Dans l’ombre des conflits qui déchirent l’est de la République Démocratique du Congo, l’ouest du pays sombre dans une crise humanitaire tout aussi alarmante. Depuis avril 2025, plus de 118 000 civils ont fui les attaques répétées de la milice Mobondo dans la province du Kwilu. Un drame qui se joue dans l’indifférence générale, sans aucune assistance humanitaire sur le terrain.
« Nous avons tout perdu en une nuit », témoigne Jonathan Mesa, déplacé de Bagata. « Les hommes armés ont brûlé notre maison, volé notre bétail et tué nos voisins. Nous avons marché pendant des jours sans savoir où trouver refuge ».
Le secteur de Wamba-Fatundu, dans le territoire de Bagata, est devenu l’épicentre de cette violence systématique. Les localités riveraines du Kwango – Fadiaka, Fambembe, Fankamba, Kalakitini et Kisia – subissent des attaques ciblées où se mêlent pillages, incendies criminels et exécutions sommaires. Une dizaine de civils ont déjà perdu la vie, tandis que des centaines de familles se retrouvent sans abri.
Comment en est-on arrivé à une telle impunité ? Le rapport d’Ocha publié en septembre dresse un constat accablant : enlèvements, extorsions et taxes illégales imposées par les éléments armés sont devenus le quotidien des populations civiles. Une économie de la terreur qui prospère sur fond de carence étatique.

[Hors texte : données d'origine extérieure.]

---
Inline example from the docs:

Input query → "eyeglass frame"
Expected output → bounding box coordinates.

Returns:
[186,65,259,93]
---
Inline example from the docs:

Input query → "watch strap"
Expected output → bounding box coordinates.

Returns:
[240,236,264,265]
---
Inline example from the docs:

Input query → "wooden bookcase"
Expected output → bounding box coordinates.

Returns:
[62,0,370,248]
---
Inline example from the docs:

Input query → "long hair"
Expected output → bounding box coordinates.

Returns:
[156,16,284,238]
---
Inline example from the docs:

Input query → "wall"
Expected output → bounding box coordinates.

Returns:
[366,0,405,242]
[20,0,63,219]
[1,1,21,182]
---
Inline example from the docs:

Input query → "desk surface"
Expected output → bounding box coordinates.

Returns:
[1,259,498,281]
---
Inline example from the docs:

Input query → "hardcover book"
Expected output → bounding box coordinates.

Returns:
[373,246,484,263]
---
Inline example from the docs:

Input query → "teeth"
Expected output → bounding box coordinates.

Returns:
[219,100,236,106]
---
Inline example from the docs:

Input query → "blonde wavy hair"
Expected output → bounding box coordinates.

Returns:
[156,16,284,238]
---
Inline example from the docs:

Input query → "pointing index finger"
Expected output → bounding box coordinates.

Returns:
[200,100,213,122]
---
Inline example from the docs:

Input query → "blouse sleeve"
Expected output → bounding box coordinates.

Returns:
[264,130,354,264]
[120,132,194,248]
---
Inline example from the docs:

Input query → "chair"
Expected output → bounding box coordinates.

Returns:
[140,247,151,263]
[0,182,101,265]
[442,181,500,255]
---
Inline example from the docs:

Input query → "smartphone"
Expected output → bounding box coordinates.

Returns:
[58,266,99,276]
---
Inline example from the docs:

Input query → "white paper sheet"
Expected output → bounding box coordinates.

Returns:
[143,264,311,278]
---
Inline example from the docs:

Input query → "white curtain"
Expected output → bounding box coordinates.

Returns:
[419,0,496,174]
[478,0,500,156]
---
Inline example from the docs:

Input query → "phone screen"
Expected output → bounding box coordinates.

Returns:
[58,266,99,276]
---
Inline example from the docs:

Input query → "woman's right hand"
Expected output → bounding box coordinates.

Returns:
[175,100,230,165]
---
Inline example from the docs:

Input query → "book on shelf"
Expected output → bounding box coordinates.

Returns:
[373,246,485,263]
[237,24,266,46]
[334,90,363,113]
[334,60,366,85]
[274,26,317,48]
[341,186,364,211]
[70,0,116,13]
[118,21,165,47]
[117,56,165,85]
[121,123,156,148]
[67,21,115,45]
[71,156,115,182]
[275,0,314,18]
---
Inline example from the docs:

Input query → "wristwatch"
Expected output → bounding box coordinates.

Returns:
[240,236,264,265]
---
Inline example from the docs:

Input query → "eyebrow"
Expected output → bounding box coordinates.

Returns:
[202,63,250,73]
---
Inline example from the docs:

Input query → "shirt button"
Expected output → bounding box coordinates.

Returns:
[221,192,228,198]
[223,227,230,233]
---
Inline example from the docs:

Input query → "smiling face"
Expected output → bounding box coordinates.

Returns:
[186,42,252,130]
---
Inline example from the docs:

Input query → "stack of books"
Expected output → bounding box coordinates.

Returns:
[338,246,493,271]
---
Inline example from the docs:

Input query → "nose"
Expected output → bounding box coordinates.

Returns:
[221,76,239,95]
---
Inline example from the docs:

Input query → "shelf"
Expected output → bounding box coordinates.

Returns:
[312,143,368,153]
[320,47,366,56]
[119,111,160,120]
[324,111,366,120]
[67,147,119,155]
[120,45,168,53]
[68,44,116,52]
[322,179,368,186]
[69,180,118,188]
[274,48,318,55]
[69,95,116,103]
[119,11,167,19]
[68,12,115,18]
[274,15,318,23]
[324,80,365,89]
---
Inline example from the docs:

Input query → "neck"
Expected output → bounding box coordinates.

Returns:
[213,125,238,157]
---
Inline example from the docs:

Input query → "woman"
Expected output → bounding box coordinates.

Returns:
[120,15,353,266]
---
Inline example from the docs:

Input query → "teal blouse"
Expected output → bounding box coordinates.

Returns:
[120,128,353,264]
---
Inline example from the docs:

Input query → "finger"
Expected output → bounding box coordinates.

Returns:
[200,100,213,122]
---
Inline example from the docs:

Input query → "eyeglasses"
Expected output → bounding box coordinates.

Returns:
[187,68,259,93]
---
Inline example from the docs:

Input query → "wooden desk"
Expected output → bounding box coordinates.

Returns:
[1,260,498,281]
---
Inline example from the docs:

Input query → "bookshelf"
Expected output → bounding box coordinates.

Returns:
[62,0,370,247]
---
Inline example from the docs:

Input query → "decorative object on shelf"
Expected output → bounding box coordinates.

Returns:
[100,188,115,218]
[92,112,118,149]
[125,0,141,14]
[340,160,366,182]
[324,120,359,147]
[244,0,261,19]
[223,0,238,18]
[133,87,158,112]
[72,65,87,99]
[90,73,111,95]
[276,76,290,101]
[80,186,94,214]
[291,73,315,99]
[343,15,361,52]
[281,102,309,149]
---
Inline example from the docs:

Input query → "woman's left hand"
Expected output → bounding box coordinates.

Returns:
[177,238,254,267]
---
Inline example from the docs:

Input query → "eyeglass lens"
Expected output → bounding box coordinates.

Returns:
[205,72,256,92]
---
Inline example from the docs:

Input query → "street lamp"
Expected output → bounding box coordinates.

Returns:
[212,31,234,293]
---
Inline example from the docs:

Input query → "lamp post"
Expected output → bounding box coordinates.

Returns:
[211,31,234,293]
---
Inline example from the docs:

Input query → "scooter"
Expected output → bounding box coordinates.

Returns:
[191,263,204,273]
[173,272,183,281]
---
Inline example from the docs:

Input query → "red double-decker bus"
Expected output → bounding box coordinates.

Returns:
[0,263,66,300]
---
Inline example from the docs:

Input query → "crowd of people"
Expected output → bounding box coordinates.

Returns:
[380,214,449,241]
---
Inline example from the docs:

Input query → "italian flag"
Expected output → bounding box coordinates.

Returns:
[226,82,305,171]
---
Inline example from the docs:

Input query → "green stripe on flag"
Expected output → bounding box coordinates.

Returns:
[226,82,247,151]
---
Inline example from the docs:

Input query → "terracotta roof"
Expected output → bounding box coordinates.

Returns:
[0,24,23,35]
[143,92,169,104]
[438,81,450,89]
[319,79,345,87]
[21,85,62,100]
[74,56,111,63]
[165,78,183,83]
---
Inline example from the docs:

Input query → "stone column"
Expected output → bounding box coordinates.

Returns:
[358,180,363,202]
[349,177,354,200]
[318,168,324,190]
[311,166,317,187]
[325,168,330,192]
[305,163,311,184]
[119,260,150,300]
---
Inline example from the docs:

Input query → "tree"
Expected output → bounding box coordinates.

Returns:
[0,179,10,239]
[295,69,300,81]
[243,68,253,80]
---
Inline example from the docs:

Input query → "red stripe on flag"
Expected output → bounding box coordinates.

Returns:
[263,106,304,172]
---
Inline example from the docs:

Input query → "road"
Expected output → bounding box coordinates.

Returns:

Les évaluations multisectorielles menées entre mai et août 2025 révèlent l’ampleur du désastre : 42 901 ménages déplacés, dont 70% ont fui les violences armées. Paradoxalement, 30% des déplacements sont attribués aux intempéries – inondations et pluies torrentielles – qui viennent aggraver une situation déjà catastrophique.
La solidarité communautaire atteint ses limites. 80% des déplacés survivent grâce à l’accueil de familles hôtes aux ressources déjà précaires. Les autres errent entre centres collectifs de fortune où manquent l’eau potable, la nourriture et les abris décents. « Comment partager un bol de manioc quand on n’a déjà pas de quoi nourrir ses propres enfants ? », s’interroge une habitante de Kisia.
Les besoins prioritaires – abris, articles ménagers, sécurité alimentaire et accès à l’eau – crient d’urgence. Pourtant, Ocha souligne l’absence criante de financements et les contraintes d’accès qui privent les survivants de toute assistance. Avec les 101 758 déplacés recensés jusqu’en juillet 2024, ce sont désormais 1,25 million de personnes qui basculent dans l’insécurité alimentaire.
Cette crise du Kwilu pose une question fondamentale : jusqu’où peut-on laisser des populations entières sombrer dans l’oubli ? Alors que la communauté internationale se focalise sur l’est du pays, l’ouest congolais vit sa propre tragédie dans l’indifférence. Les déplacés de Bagata attendent plus que des rapports – ils attendent une action concrète avant que le pire ne se produise.